Archaeologists unearth gigantic rat bones in East Timor
By Jude Garvey
July 29, 2010
I’ve always thought of rats as being quite small and lightweight creatures – even verging on dainty. Well someone forgot to tell the rats in East Timor to keep an eye on their calorie count… archaeologists have discovered rodent bones that suggest the biggest rat that ever lived weighed about six kilograms (13.2 lbs). That’s about as much as a three month old baby!
If you’re murophobic (having a fear of mice or rats), you had better stop reading now and cancel that holiday to East Timor. The archaeological excavations in a cave in East Timor yielded not only the ginormous rat, but 13 other species of rodents, including 11 that are new to science. And eight of these rats weighed more than a kilogram (2.2lbs).
According to the CSIRO’s Dr Ken Aplin, a wildlife biologist, “East Indonesia is a hot spot for rodent evolution. We want international attention on conservation in the area.”
Protecting all living species is important. Dr Alpin noted, “Rodents make up 40 per cent of mammalian diversity worldwide and are a key element of ecosystems, important for processes like soil maintenance and seed dispersal.
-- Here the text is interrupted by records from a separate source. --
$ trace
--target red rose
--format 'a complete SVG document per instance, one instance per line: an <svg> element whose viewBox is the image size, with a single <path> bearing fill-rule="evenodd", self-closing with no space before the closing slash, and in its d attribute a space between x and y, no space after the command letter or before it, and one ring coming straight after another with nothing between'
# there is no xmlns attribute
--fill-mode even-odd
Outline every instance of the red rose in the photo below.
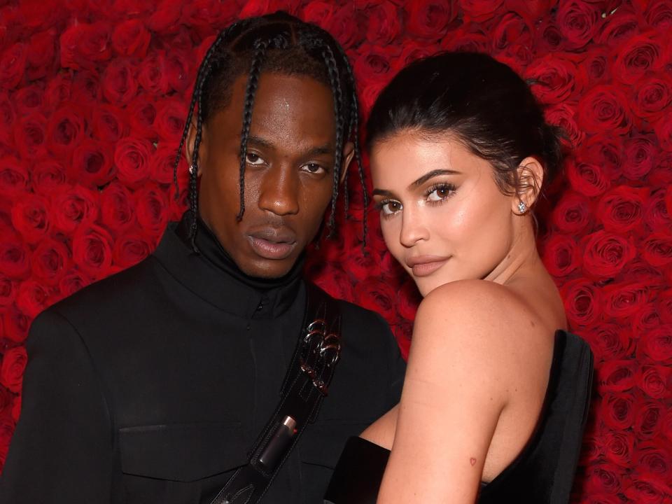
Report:
<svg viewBox="0 0 672 504"><path fill-rule="evenodd" d="M138 71L138 83L156 96L162 96L170 90L164 51L157 50L143 59Z"/></svg>
<svg viewBox="0 0 672 504"><path fill-rule="evenodd" d="M629 138L625 143L627 162L623 167L623 174L630 180L642 180L651 171L659 152L655 139L651 135Z"/></svg>
<svg viewBox="0 0 672 504"><path fill-rule="evenodd" d="M133 195L140 226L157 238L168 224L168 199L155 184L147 183Z"/></svg>
<svg viewBox="0 0 672 504"><path fill-rule="evenodd" d="M548 54L535 59L524 76L531 80L532 92L541 103L556 104L580 91L576 74L576 64L570 58Z"/></svg>
<svg viewBox="0 0 672 504"><path fill-rule="evenodd" d="M85 117L74 104L66 104L50 118L47 148L57 156L69 155L85 135Z"/></svg>
<svg viewBox="0 0 672 504"><path fill-rule="evenodd" d="M503 3L504 0L459 0L465 18L475 22L483 22L493 18Z"/></svg>
<svg viewBox="0 0 672 504"><path fill-rule="evenodd" d="M14 129L14 142L24 159L42 158L46 154L45 127L47 120L41 113L21 118Z"/></svg>
<svg viewBox="0 0 672 504"><path fill-rule="evenodd" d="M153 244L141 234L126 234L115 241L112 261L122 268L130 267L149 255L153 248Z"/></svg>
<svg viewBox="0 0 672 504"><path fill-rule="evenodd" d="M26 76L29 80L46 77L58 68L56 57L56 30L32 35L28 41Z"/></svg>
<svg viewBox="0 0 672 504"><path fill-rule="evenodd" d="M167 142L179 141L187 117L186 106L173 99L163 100L157 105L154 124L159 137Z"/></svg>
<svg viewBox="0 0 672 504"><path fill-rule="evenodd" d="M113 105L126 105L138 92L136 69L128 59L115 58L105 67L100 87L105 99Z"/></svg>
<svg viewBox="0 0 672 504"><path fill-rule="evenodd" d="M621 479L625 471L625 468L615 464L595 464L587 469L585 491L616 493L621 489Z"/></svg>
<svg viewBox="0 0 672 504"><path fill-rule="evenodd" d="M529 47L532 42L531 20L517 12L508 12L499 18L491 32L492 48L496 52L510 49L514 45Z"/></svg>
<svg viewBox="0 0 672 504"><path fill-rule="evenodd" d="M490 38L475 23L449 32L441 41L442 50L485 52L489 47Z"/></svg>
<svg viewBox="0 0 672 504"><path fill-rule="evenodd" d="M31 172L33 190L50 195L63 190L66 183L65 169L57 161L46 160L37 163Z"/></svg>
<svg viewBox="0 0 672 504"><path fill-rule="evenodd" d="M653 232L644 241L642 257L652 266L672 264L672 234Z"/></svg>
<svg viewBox="0 0 672 504"><path fill-rule="evenodd" d="M36 84L22 88L14 93L16 110L19 115L27 115L39 112L42 107L44 90Z"/></svg>
<svg viewBox="0 0 672 504"><path fill-rule="evenodd" d="M672 397L672 369L669 366L643 365L635 379L638 386L647 396L654 399L666 399Z"/></svg>
<svg viewBox="0 0 672 504"><path fill-rule="evenodd" d="M634 399L630 394L608 392L600 401L598 418L610 429L622 430L632 426L635 420Z"/></svg>
<svg viewBox="0 0 672 504"><path fill-rule="evenodd" d="M615 276L636 255L631 239L606 231L589 234L583 244L583 268L598 278Z"/></svg>
<svg viewBox="0 0 672 504"><path fill-rule="evenodd" d="M47 200L31 195L15 202L12 206L12 224L28 243L39 241L50 227Z"/></svg>
<svg viewBox="0 0 672 504"><path fill-rule="evenodd" d="M658 120L672 102L671 86L672 83L664 74L645 76L632 88L634 99L631 103L635 115L651 122Z"/></svg>
<svg viewBox="0 0 672 504"><path fill-rule="evenodd" d="M585 332L590 334L590 347L596 362L626 358L632 352L634 342L626 328L603 323Z"/></svg>
<svg viewBox="0 0 672 504"><path fill-rule="evenodd" d="M568 48L580 49L595 36L601 12L596 4L566 0L559 2L556 22Z"/></svg>
<svg viewBox="0 0 672 504"><path fill-rule="evenodd" d="M622 135L630 130L628 99L621 88L599 84L589 89L579 101L578 124L589 133L608 131Z"/></svg>
<svg viewBox="0 0 672 504"><path fill-rule="evenodd" d="M591 223L590 200L577 192L566 192L553 208L553 224L559 230L578 234Z"/></svg>
<svg viewBox="0 0 672 504"><path fill-rule="evenodd" d="M574 119L574 107L568 104L558 104L548 107L544 111L546 121L554 126L559 126L567 136L566 139L561 138L563 144L574 148L582 141L586 134L579 129Z"/></svg>
<svg viewBox="0 0 672 504"><path fill-rule="evenodd" d="M77 97L78 104L86 105L86 108L98 106L100 102L100 76L90 70L78 71L72 81L72 94Z"/></svg>
<svg viewBox="0 0 672 504"><path fill-rule="evenodd" d="M615 318L634 315L651 298L649 286L643 282L611 284L604 287L603 293L604 313Z"/></svg>
<svg viewBox="0 0 672 504"><path fill-rule="evenodd" d="M380 314L386 320L396 317L397 295L389 282L369 276L358 282L354 294L356 304Z"/></svg>
<svg viewBox="0 0 672 504"><path fill-rule="evenodd" d="M47 238L37 246L31 259L34 278L45 285L55 286L70 266L70 251L62 242Z"/></svg>
<svg viewBox="0 0 672 504"><path fill-rule="evenodd" d="M638 227L644 214L648 188L619 186L600 198L597 218L608 231L625 233Z"/></svg>
<svg viewBox="0 0 672 504"><path fill-rule="evenodd" d="M112 266L112 237L97 225L80 227L72 239L72 260L94 280L109 274Z"/></svg>
<svg viewBox="0 0 672 504"><path fill-rule="evenodd" d="M30 250L20 241L0 242L0 273L13 280L30 274Z"/></svg>
<svg viewBox="0 0 672 504"><path fill-rule="evenodd" d="M600 291L585 280L577 279L562 286L567 318L576 326L587 326L600 316Z"/></svg>
<svg viewBox="0 0 672 504"><path fill-rule="evenodd" d="M121 108L100 105L93 109L92 133L94 139L115 143L128 134L128 125Z"/></svg>
<svg viewBox="0 0 672 504"><path fill-rule="evenodd" d="M0 308L8 307L14 302L16 297L16 290L14 288L14 282L4 274L0 274ZM0 319L0 328L2 320Z"/></svg>
<svg viewBox="0 0 672 504"><path fill-rule="evenodd" d="M61 66L74 70L94 69L96 65L112 56L109 24L78 22L60 37Z"/></svg>
<svg viewBox="0 0 672 504"><path fill-rule="evenodd" d="M481 13L487 9L493 1L501 4L503 0L488 0L488 5L483 6L480 9ZM464 0L462 3L463 9L470 9L473 7L471 0ZM436 41L440 40L445 34L448 25L457 16L457 8L454 0L449 0L449 1L417 0L407 4L405 6L405 10L408 16L406 20L406 31L410 35L419 38ZM467 12L466 10L465 12Z"/></svg>
<svg viewBox="0 0 672 504"><path fill-rule="evenodd" d="M70 234L82 224L89 224L98 216L98 193L75 186L52 196L51 212L54 226Z"/></svg>
<svg viewBox="0 0 672 504"><path fill-rule="evenodd" d="M646 22L666 34L672 28L672 6L667 0L650 0L647 4Z"/></svg>
<svg viewBox="0 0 672 504"><path fill-rule="evenodd" d="M175 31L180 24L182 4L179 0L161 0L147 20L147 27L158 34Z"/></svg>
<svg viewBox="0 0 672 504"><path fill-rule="evenodd" d="M606 392L622 393L635 386L635 370L637 363L631 359L608 360L596 370L598 390L600 395Z"/></svg>
<svg viewBox="0 0 672 504"><path fill-rule="evenodd" d="M602 24L600 34L596 37L600 44L615 48L639 31L635 13L626 6L622 7L612 13Z"/></svg>
<svg viewBox="0 0 672 504"><path fill-rule="evenodd" d="M127 137L120 140L114 151L117 177L122 183L138 186L149 176L149 159L153 153L146 140Z"/></svg>
<svg viewBox="0 0 672 504"><path fill-rule="evenodd" d="M23 80L27 56L25 45L20 43L3 51L0 55L0 88L13 89Z"/></svg>
<svg viewBox="0 0 672 504"><path fill-rule="evenodd" d="M28 336L28 328L30 326L31 319L15 305L9 307L3 312L4 312L3 325L5 328L5 337L15 343L22 343Z"/></svg>
<svg viewBox="0 0 672 504"><path fill-rule="evenodd" d="M657 362L672 358L672 324L663 324L641 335L637 344L637 357L645 356Z"/></svg>
<svg viewBox="0 0 672 504"><path fill-rule="evenodd" d="M58 283L58 290L60 291L62 297L67 298L80 289L86 287L92 281L91 279L81 272L71 270Z"/></svg>
<svg viewBox="0 0 672 504"><path fill-rule="evenodd" d="M635 405L635 423L633 430L639 439L651 439L662 430L662 416L665 412L661 410L659 401L640 400Z"/></svg>
<svg viewBox="0 0 672 504"><path fill-rule="evenodd" d="M364 11L368 22L366 40L372 44L389 44L401 32L401 13L391 1L373 3Z"/></svg>
<svg viewBox="0 0 672 504"><path fill-rule="evenodd" d="M2 365L0 365L0 384L12 392L18 393L21 391L23 371L27 362L28 356L23 346L6 350L2 356Z"/></svg>
<svg viewBox="0 0 672 504"><path fill-rule="evenodd" d="M172 51L166 56L166 76L170 87L178 93L183 93L192 85L195 76L192 75L194 69L189 63L192 61L191 54L182 51Z"/></svg>
<svg viewBox="0 0 672 504"><path fill-rule="evenodd" d="M646 72L664 64L663 48L655 31L636 35L617 50L613 76L625 84L634 84Z"/></svg>
<svg viewBox="0 0 672 504"><path fill-rule="evenodd" d="M139 19L122 21L112 32L112 48L122 56L135 56L142 59L147 55L147 49L152 36Z"/></svg>
<svg viewBox="0 0 672 504"><path fill-rule="evenodd" d="M21 283L16 294L16 306L31 318L48 306L49 291L41 284L29 279Z"/></svg>
<svg viewBox="0 0 672 504"><path fill-rule="evenodd" d="M542 258L548 272L566 276L581 265L581 251L574 237L552 234L544 244Z"/></svg>
<svg viewBox="0 0 672 504"><path fill-rule="evenodd" d="M629 433L607 431L604 434L604 454L607 462L629 467L634 444Z"/></svg>
<svg viewBox="0 0 672 504"><path fill-rule="evenodd" d="M103 190L100 207L103 224L115 234L122 233L136 223L130 191L117 181Z"/></svg>
<svg viewBox="0 0 672 504"><path fill-rule="evenodd" d="M74 150L70 176L87 186L104 186L115 176L112 155L102 142L86 139Z"/></svg>

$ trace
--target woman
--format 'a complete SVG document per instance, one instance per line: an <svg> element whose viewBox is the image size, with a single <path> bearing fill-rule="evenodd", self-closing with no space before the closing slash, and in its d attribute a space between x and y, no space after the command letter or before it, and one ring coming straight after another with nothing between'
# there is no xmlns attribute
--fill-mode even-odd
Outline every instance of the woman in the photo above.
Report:
<svg viewBox="0 0 672 504"><path fill-rule="evenodd" d="M536 248L554 129L474 53L410 65L367 128L383 236L424 299L401 401L349 441L326 502L567 502L592 356Z"/></svg>

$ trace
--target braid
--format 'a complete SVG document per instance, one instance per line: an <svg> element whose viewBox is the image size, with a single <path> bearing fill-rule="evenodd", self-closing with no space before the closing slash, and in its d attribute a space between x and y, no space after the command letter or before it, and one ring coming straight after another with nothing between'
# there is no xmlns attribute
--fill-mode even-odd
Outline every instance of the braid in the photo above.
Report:
<svg viewBox="0 0 672 504"><path fill-rule="evenodd" d="M331 82L331 88L334 93L334 115L336 119L336 152L334 155L334 180L331 198L331 214L329 216L329 236L332 235L336 220L336 200L338 198L338 186L341 170L343 164L343 130L344 118L342 112L343 102L343 92L341 90L340 76L338 71L338 65L334 58L334 52L328 44L325 44L322 51L329 74L329 80Z"/></svg>
<svg viewBox="0 0 672 504"><path fill-rule="evenodd" d="M245 89L245 106L243 109L243 127L240 134L240 171L239 173L238 187L239 189L240 209L236 218L241 220L245 213L245 164L247 158L247 139L250 135L250 125L252 124L252 106L254 105L254 97L259 85L259 74L261 73L261 64L263 62L268 43L264 41L255 42L254 56L250 67L250 75L247 79L247 88Z"/></svg>

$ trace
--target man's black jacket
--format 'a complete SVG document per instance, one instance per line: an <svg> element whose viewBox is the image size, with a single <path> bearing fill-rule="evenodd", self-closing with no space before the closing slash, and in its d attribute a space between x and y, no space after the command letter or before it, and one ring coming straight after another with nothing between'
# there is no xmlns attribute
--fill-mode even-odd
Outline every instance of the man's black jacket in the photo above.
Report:
<svg viewBox="0 0 672 504"><path fill-rule="evenodd" d="M274 410L305 304L300 265L245 277L202 225L41 314L0 504L198 504ZM264 503L321 503L348 436L399 400L404 363L381 317L340 302L330 394Z"/></svg>

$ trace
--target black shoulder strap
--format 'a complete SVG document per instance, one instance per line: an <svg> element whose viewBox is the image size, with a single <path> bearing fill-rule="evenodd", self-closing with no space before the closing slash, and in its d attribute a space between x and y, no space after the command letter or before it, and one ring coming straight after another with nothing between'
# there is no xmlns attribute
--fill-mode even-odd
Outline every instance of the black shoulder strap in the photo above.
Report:
<svg viewBox="0 0 672 504"><path fill-rule="evenodd" d="M261 432L247 465L234 473L210 504L255 504L266 493L309 423L317 417L340 356L338 303L307 283L301 334L287 370L280 402Z"/></svg>

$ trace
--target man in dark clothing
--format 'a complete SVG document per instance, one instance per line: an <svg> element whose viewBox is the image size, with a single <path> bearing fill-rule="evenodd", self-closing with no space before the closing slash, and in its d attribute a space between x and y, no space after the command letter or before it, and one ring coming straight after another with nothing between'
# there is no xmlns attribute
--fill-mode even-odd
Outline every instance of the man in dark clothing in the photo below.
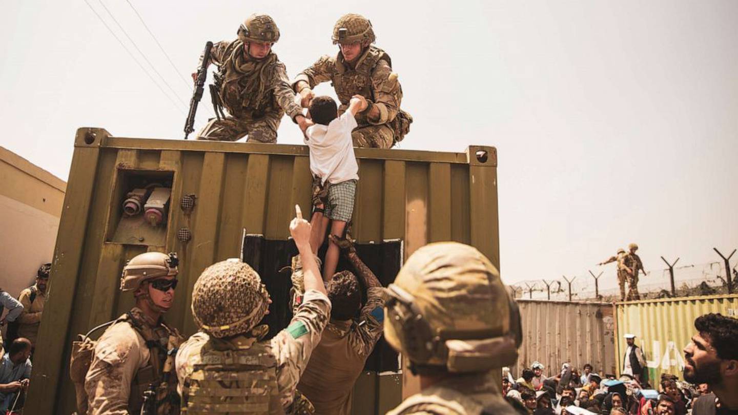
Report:
<svg viewBox="0 0 738 415"><path fill-rule="evenodd" d="M694 320L684 348L684 380L707 383L711 394L692 403L693 415L738 415L738 319L710 313Z"/></svg>

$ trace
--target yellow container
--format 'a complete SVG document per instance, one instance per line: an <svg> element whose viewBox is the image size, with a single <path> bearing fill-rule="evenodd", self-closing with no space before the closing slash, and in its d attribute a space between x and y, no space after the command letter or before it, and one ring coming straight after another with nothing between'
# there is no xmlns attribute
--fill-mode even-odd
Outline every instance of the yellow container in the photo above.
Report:
<svg viewBox="0 0 738 415"><path fill-rule="evenodd" d="M356 156L360 179L353 235L359 242L400 239L401 261L428 242L458 241L499 267L494 148L469 146L466 153L357 148ZM127 216L124 205L145 205L133 200L145 193L134 191L147 183L151 194L170 189L170 198L159 191L155 204L144 206L151 212ZM71 342L131 307L131 296L118 291L127 259L148 250L178 253L180 288L166 318L190 335L195 331L190 301L200 272L239 257L246 234L286 241L294 205L310 211L311 183L304 145L124 138L101 128L77 130L26 412L74 411ZM362 384L374 394L366 402L374 406L361 408L362 413L399 402L399 374L365 376Z"/></svg>
<svg viewBox="0 0 738 415"><path fill-rule="evenodd" d="M694 335L694 319L711 312L738 318L738 295L663 298L617 303L618 374L627 349L624 335L635 335L647 362L649 382L658 384L662 373L682 376L682 350Z"/></svg>

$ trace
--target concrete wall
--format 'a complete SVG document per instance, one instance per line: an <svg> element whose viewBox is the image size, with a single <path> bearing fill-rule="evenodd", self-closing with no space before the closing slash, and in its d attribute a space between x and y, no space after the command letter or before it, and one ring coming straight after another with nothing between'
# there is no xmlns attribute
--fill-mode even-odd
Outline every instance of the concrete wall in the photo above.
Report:
<svg viewBox="0 0 738 415"><path fill-rule="evenodd" d="M66 183L0 147L0 288L17 298L51 262Z"/></svg>

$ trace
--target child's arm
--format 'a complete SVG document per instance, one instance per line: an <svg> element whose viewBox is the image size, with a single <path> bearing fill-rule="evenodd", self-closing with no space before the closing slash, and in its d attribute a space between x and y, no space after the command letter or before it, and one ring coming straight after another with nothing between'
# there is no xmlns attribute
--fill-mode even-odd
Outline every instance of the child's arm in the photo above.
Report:
<svg viewBox="0 0 738 415"><path fill-rule="evenodd" d="M364 111L369 106L367 103L367 99L362 95L354 95L351 97L351 100L348 103L348 111L351 112L351 114L354 117L356 114Z"/></svg>

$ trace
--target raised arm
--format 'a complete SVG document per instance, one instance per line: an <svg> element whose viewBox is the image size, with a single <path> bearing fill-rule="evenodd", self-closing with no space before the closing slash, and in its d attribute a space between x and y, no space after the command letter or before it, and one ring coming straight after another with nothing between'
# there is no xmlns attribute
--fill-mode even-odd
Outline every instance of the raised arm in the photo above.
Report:
<svg viewBox="0 0 738 415"><path fill-rule="evenodd" d="M328 295L325 285L323 284L320 270L315 262L313 251L310 248L310 222L303 219L303 212L300 205L295 205L296 215L289 224L289 233L294 239L294 244L300 251L300 261L303 263L303 278L305 281L305 291L315 289Z"/></svg>
<svg viewBox="0 0 738 415"><path fill-rule="evenodd" d="M328 238L331 239L333 243L338 245L341 252L346 255L346 258L348 259L351 266L356 270L356 276L362 280L362 282L364 283L364 285L368 289L374 287L382 287L382 283L379 282L379 279L376 278L374 272L356 255L356 250L354 247L354 243L351 242L348 235L346 238L337 238L334 235L329 235Z"/></svg>

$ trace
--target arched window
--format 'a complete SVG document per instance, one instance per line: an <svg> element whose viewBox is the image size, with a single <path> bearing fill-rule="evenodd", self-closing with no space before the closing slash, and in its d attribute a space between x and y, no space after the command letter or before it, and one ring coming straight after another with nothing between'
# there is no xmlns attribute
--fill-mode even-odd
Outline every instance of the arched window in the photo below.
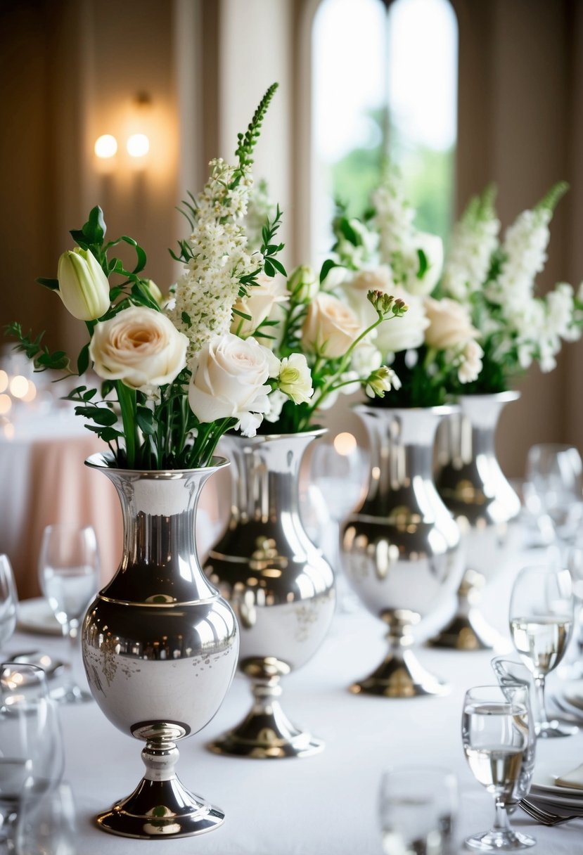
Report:
<svg viewBox="0 0 583 855"><path fill-rule="evenodd" d="M417 227L453 213L457 22L449 0L322 0L312 30L312 254L329 250L336 199L362 215L388 157Z"/></svg>

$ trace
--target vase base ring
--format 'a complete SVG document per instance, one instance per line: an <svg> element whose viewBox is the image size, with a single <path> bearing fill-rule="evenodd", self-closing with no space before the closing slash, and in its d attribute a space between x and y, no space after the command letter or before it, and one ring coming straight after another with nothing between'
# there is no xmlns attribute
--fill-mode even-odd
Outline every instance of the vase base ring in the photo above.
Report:
<svg viewBox="0 0 583 855"><path fill-rule="evenodd" d="M132 795L95 817L103 831L140 840L192 837L212 831L224 819L220 808L190 793L176 777L143 778Z"/></svg>
<svg viewBox="0 0 583 855"><path fill-rule="evenodd" d="M389 654L369 676L353 683L350 691L378 698L419 698L447 694L450 687L427 671L412 651L405 650L402 655Z"/></svg>

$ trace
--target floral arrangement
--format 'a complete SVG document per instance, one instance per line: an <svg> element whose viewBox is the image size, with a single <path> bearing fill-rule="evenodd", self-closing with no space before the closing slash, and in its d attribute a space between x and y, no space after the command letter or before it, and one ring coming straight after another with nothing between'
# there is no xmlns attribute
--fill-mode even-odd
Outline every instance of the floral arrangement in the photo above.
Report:
<svg viewBox="0 0 583 855"><path fill-rule="evenodd" d="M370 319L363 299L370 288L409 306L402 321L377 330L374 344L400 381L399 406L427 407L475 380L482 348L468 308L439 296L441 239L416 229L414 217L399 174L387 168L362 221L339 209L333 252L344 268L336 271L336 292L363 322Z"/></svg>
<svg viewBox="0 0 583 855"><path fill-rule="evenodd" d="M544 372L552 370L562 341L581 334L583 286L577 294L565 282L544 297L535 293L553 211L567 189L564 182L556 184L500 239L495 190L486 187L454 227L443 291L470 314L484 351L483 369L468 392L506 391L533 362Z"/></svg>
<svg viewBox="0 0 583 855"><path fill-rule="evenodd" d="M36 370L81 376L91 367L101 378L99 392L82 385L66 397L109 445L112 465L207 466L227 431L253 436L264 418L286 430L306 429L315 410L348 383L352 354L364 338L406 311L402 301L371 293L374 318L362 329L335 298L315 295L297 274L288 290L277 257L280 211L252 192L251 156L276 87L238 135L236 163L211 161L203 191L185 202L191 234L172 252L184 272L168 298L144 276L146 255L135 240L106 241L96 206L71 232L78 245L61 256L57 278L38 280L86 325L89 340L76 371L64 351L49 351L44 333L33 337L17 322L6 327ZM135 251L132 270L109 257L120 242ZM383 395L392 378L388 369L375 367L356 379Z"/></svg>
Maintaining biodiversity among rats is just as important as protecting whales or birds.”
Dr Alpin thinks that the Timorese people managed to live sustainably until about 1,000 to 2,000 years ago suggesting that when people arrive on an island, extinctions don’t necessarily occur. The extinction could be a result of clearing forests for agriculture which may have only occurred after metal tools were introduced.
There are few native animals in Timor and bats and rodents make up the majority of the species. Once lushly populated with rainforests, most of Timor is arid today. But Dr Alpin hasn’t given up hope of finding a live giant rat – after all there are still parts of Timor where there are heavily populated forests. He said, “During a recent field trip in East Timor, I found the remains of a freshly dead rat which we knew about only from cave deposits.”